The inspiration for this idea stems from my recent visit to an auto repair shop that wanted to perform a dye test to locate the exact valve that was leaking in my car and expanding on the talk by Brian Chess and Jacob West at Black Hat about Taint Propagation.
The lifecycle of any variable that is declared by an application code belongs to one of the following categories:
- The variable is set by the application code only and passed around within the application server itself and never leaves the server host; we will call this a "server side variable".
- The variable is set by the application code only and passed around to other server side components like a database server but never passed to a client browser; we will call this “multiple server side variable”.
- The variable is set by the application code only and can be passed around between a server and a client, with the intention that client never tampers the variable; we will call this a "server fixed variable".
- The variable is intended to be set by the client side and is passed around between a server and a client one or more times; we will call this a "client side variable".
In the above scenarios, we have identified four variable types based on the information flow or alternately identified 4 trust levels types of variables in an application code. Now, imagine a secure coding framework has the ability to identify these four variable types by setting them with a standard nomenclature that differentiates them from each other.

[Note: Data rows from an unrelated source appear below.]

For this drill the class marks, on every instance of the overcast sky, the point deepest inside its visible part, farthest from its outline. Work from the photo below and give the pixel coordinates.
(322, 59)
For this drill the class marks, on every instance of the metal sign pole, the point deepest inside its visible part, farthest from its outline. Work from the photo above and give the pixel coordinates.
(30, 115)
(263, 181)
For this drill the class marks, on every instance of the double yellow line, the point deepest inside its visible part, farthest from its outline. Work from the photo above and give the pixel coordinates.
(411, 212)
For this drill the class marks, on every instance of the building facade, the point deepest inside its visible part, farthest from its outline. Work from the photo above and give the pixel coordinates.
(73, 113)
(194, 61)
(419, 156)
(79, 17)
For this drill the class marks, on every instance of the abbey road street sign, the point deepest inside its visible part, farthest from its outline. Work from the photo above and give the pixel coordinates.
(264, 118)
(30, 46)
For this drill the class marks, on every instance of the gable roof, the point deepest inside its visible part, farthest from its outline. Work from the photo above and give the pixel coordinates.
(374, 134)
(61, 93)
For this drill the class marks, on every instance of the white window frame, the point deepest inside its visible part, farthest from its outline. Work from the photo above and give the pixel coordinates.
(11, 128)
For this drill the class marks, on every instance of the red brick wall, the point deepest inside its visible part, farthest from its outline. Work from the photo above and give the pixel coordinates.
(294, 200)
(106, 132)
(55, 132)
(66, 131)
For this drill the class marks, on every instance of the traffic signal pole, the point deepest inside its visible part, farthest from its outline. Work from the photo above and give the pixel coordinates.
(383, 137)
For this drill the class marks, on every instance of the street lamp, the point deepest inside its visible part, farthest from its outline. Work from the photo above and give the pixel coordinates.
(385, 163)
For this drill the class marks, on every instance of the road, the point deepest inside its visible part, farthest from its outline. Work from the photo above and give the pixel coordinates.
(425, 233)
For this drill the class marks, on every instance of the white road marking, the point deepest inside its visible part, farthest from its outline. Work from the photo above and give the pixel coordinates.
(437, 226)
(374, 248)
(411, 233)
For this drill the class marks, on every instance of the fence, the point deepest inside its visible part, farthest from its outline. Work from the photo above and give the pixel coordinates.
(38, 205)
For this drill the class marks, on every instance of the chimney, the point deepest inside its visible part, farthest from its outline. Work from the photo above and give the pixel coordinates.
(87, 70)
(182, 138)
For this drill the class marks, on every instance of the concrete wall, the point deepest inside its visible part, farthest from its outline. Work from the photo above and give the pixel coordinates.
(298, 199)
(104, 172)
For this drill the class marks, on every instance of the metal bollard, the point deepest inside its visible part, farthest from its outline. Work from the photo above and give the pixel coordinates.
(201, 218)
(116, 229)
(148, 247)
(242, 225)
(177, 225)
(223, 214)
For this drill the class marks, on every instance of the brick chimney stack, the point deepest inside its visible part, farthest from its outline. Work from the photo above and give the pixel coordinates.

For example: A server fixed variable will always be declared with a tag "pi" in its name i.e. stringpi x or intpi y etc, or a client side variable will always be declared with a tag "sigma" in its name i.e. stringsigma x or intsigma y etc.
With this ability of a secure coding framework to classify variable type, one could apply specific input validation/output encoding technique depending on the variable type.
Lets say a client side variable maintains it tag for each and every operation that is performed on it right from when it is declared in an application code. Since it is a client side variable and hence a low trust variable, a regex check is applied to it for each operation.
Similarly, lets say a server side variable that never leaves the server and hence is a high trust variable a regex check is applied to it only during compile time of the application code.
For e.g. every time the stringpi is declared, operated upon, moved, copied etc. a specific input validation technique that is most optimal for that variable type is applied by the framework like regex, parameterization, white-list approach etc.
Similarly a client side variable might get applied to both input validation and output encoding to prevent, lets say, cross-site scripting attack. With this approach, we achieve a number of objectives for mitigation against injection attacks:
- No variable goes unobserved, since it can be traced through the standard nomenclature.
- As soon as a variable is operated upon, based on the variable type, a requisite input validation/output encoding technique is applied by the framework.
- The developers job gets easier since if he/she is working on an independent code that is a module for the master code, the variable type is identified and hence corresponding input validation / output encoding technique automatically gets applied through the framework.